Comprehensive phenotype/genotype analyses of the norepinephrine transporter gene (SLC6A2) in ADHD: relation to maternal smoking during pregnancy.PLoS One 2012; 7(11):e49616Plos
Despite strong pharmacological evidence implicating the norepinephrine transporter in ADHD, genetic studies have yielded largely insignificant results. We tested the association between 30 tag SNPs within the SLC6A2 gene and ADHD, with stratification based on maternal smoking during pregnancy, an environmental factor strongly associated with ADHD.
Children (6-12 years old) diagnosed with ADHD according to DSM-IV criteria were comprehensively evaluated with regard to several behavioral and cognitive dimensions of ADHD as well as response to a fixed dose of methylphenidate (MPH) using a double-blind placebo controlled crossover trial. Family-based association tests (FBAT), including categorical and quantitative trait analyses, were conducted in 377 nuclear families.
A highly significant association was observed with rs36021 (and linked SNPs) in the group where mothers smoked during pregnancy. Association was noted with categorical DSM-IV ADHD diagnosis (Z=3.74, P=0.0002), behavioral assessments by parents (CBCL, P=0.00008), as well as restless-impulsive subscale scores on Conners'-teachers (P=0.006) and parents (P=0.006). In this subgroup, significant association was also observed with cognitive deficits, more specifically sustained attention, spatial working memory, planning, and response inhibition. The risk allele was associated with significant improvement of behavior as measured by research staff (Z=3.28, P=0.001), parents (Z=2.62, P=0.009), as well as evaluation in the simulated academic environment (Z=3.58, P=0.0003).

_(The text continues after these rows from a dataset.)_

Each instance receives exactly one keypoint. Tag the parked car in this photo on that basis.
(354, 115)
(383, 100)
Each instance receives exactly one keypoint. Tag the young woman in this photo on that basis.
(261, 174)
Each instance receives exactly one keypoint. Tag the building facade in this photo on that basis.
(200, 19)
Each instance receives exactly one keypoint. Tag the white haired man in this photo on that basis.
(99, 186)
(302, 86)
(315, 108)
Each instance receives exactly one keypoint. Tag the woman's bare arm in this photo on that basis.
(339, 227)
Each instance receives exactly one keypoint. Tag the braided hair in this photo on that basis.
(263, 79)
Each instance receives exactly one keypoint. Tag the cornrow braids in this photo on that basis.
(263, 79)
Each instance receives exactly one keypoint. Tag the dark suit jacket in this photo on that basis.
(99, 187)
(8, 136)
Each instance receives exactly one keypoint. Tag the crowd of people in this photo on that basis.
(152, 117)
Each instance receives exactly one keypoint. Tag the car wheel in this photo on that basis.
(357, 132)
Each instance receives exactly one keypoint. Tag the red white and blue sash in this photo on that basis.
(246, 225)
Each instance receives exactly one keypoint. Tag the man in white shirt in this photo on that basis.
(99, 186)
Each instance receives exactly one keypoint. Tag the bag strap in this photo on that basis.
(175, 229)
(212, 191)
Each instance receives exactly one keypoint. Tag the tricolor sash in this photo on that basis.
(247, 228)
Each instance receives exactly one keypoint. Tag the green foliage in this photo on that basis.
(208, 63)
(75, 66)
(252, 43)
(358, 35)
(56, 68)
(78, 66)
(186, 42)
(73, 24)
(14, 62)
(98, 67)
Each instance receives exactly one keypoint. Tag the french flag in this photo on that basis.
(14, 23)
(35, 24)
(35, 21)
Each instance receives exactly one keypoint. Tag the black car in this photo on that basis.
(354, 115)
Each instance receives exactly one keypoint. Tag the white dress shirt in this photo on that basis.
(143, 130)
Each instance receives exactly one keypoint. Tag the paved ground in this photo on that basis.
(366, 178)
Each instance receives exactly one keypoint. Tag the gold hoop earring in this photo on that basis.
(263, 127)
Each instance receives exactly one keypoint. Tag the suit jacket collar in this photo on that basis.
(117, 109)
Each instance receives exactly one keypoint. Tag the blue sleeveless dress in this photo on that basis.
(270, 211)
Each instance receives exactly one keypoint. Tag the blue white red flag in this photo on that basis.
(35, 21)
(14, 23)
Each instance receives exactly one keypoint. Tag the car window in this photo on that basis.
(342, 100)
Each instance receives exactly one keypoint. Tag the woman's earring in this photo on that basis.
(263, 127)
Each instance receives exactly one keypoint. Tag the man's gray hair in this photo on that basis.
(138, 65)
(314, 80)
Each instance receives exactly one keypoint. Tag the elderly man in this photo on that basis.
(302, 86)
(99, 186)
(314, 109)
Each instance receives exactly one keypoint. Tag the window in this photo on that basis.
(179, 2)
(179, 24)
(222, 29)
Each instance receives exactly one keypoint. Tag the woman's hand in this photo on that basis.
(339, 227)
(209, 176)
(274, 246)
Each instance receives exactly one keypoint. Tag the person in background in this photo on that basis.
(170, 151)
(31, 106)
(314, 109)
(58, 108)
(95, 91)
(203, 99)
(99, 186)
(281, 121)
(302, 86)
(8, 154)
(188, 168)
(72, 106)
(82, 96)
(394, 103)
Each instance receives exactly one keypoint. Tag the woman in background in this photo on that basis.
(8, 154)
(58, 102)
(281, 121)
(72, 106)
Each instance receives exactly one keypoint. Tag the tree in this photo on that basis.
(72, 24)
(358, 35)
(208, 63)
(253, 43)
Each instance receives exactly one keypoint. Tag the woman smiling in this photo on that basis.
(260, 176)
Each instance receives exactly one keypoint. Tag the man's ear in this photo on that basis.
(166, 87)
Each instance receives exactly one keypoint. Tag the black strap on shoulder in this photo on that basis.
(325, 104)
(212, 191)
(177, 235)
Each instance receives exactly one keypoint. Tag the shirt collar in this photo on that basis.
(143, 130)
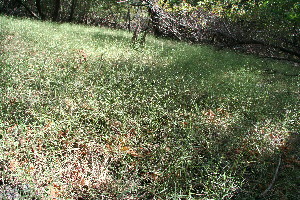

By using maternal smoking during pregnancy to index a putatively more homogeneous group of ADHD, highly significant associations were observed between tag SNPs within SLC6A2 and ADHD diagnosis, behavioral and cognitive measures relevant to ADHD and response to MPH. This comprehensive phenotype/genotype analysis may help to further understand this complex disorder and improve its treatment. Clinical trial registration information - Clinical and Pharmacogenetic Study of Attention Deficit with Hyperactivity Disorder (ADHD); www.clinicaltrials.gov; NCT00483106.